The Court of Appeal dismissed HMRC’s appeal. Construing the relevant legislative provisions in their historic context, Lord Justice Rimer (with whom Lord Justice McCombe and Lord Justice Briggs agreed) found that far from ss44 and 45 limiting the application of the exemption in the way contended for by HMRC, s45 pointed away from such a limitation. As to HMRC’s argument that there was not, due to the lack of a formal written arrangement, the necessary degree of permanence, the Court of Appeal found that in this context the concept of permanence merely distinguished plant from a trader’s stock in trade and that there was no prescription regarding the type of tenure to which the trader must be entitled in order for plant to qualify as such.

Can we expect any statutory changes?

In the days leading up to the Budget, there was speculation as to whether HMRC might seek changes to s44 in order to bring the legislation in line with their view.  It did not and, on reflection, that is not surprising.  First, the circumstances in which such a route could be used are limited – due to s45(2) of the 1992 Act, the asset must not have been used solely for the purposes of a trade, profession or vocation carried on by the person making the disposal, and that person must not have claimed or could have claimed any capital allowance in respect of expenditure attributable to the asset.  In Lord Howard’s case, no capital allowance could have been claimed on the painting as it was not used for the purposes of a business.  Secondly, as the Court of Appeal itself noted, HMRC did not seek to argue, as it could have done, that at the moment of sale the painting was not plant at all as it had stopped being used for the purposes of the trade. Faced with the same situation again, it would be surprising if HMRC did not seek to utilise the objection identified by Lord Justice Rimer, and if such an argument found favour with the Court, a change to the legislation would be rendered unnecessary. Third, Lord Justice Rimer drew attention to the fact that this case of the sale of a master painting was, like the case of the vintage car, an ‘oddball exception’ and it was essential to address interpretation of a statutory provision in accordance with the purpose for which the provision being construed was introduced, rather than with reference to such exceptions.

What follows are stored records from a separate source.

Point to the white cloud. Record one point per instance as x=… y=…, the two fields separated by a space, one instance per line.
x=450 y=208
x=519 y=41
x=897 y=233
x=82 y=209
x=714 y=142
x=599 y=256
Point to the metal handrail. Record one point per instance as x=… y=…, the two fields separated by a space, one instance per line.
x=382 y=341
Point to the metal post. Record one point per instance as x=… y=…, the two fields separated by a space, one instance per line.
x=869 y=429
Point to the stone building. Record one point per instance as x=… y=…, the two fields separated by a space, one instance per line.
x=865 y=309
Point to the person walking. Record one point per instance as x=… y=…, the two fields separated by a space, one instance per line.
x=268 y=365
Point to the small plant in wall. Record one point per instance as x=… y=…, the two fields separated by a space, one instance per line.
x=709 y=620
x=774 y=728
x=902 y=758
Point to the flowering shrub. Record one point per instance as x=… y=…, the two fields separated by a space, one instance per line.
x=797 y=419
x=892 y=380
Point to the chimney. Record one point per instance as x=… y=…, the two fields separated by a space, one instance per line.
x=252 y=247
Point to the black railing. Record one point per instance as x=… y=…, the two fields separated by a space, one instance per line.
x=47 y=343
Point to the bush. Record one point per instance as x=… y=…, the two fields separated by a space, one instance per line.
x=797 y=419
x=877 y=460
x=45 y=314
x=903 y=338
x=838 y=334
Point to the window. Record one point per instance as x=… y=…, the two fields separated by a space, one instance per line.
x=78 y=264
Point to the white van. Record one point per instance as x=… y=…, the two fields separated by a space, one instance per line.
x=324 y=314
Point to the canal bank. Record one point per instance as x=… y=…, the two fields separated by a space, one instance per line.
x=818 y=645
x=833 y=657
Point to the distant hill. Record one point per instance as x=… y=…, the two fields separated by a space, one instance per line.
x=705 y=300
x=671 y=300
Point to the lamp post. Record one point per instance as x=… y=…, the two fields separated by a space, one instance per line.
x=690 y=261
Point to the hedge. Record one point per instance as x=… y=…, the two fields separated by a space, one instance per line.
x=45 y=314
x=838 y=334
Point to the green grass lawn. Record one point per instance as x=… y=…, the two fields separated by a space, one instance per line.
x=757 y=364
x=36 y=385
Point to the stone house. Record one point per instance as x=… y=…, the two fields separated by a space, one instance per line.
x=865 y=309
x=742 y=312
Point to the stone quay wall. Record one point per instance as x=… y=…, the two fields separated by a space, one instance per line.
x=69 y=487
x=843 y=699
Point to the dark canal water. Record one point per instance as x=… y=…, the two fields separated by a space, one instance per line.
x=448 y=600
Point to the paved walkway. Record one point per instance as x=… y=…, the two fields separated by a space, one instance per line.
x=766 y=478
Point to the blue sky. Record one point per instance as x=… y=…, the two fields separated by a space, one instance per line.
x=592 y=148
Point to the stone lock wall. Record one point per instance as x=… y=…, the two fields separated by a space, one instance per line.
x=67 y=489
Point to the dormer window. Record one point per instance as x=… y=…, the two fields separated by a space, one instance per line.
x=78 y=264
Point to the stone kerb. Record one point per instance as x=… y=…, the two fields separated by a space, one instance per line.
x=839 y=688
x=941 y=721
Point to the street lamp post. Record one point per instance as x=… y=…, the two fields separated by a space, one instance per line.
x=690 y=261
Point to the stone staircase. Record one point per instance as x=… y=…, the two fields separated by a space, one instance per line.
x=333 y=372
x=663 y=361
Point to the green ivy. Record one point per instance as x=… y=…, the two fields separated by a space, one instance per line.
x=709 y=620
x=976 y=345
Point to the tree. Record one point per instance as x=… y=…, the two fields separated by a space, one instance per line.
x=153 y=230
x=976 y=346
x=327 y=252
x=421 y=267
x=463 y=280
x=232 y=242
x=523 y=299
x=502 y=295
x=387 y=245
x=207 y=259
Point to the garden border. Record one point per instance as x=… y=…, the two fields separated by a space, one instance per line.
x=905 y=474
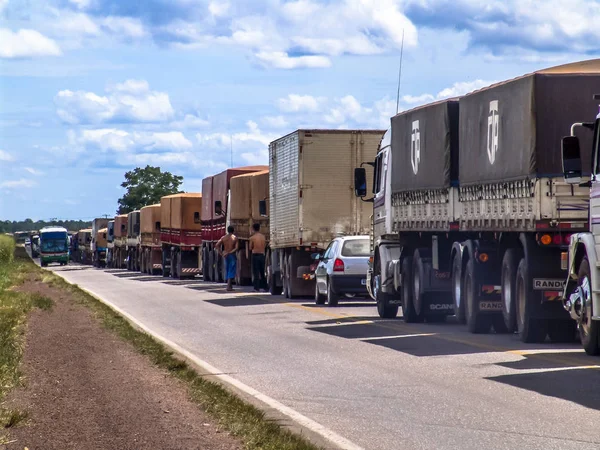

In conclusion therefore, the case is interesting and should be borne in mind by those operating in a similar factual matrix as the executors of Lord Howard in case an exemption from capital gains tax or an estate planning opportunity can be identified; it seems though unlikely to set a new precedent of more general application. Moreover, although there has been no immediate move by HMRC to amend the 1992 Act in light of this case, given the complexity of the capital allowances and the capital gains tax regimes in their interaction in relation to plant, it is not unlikely that HMRC will at some point in the future review the issue on a more holistic basis.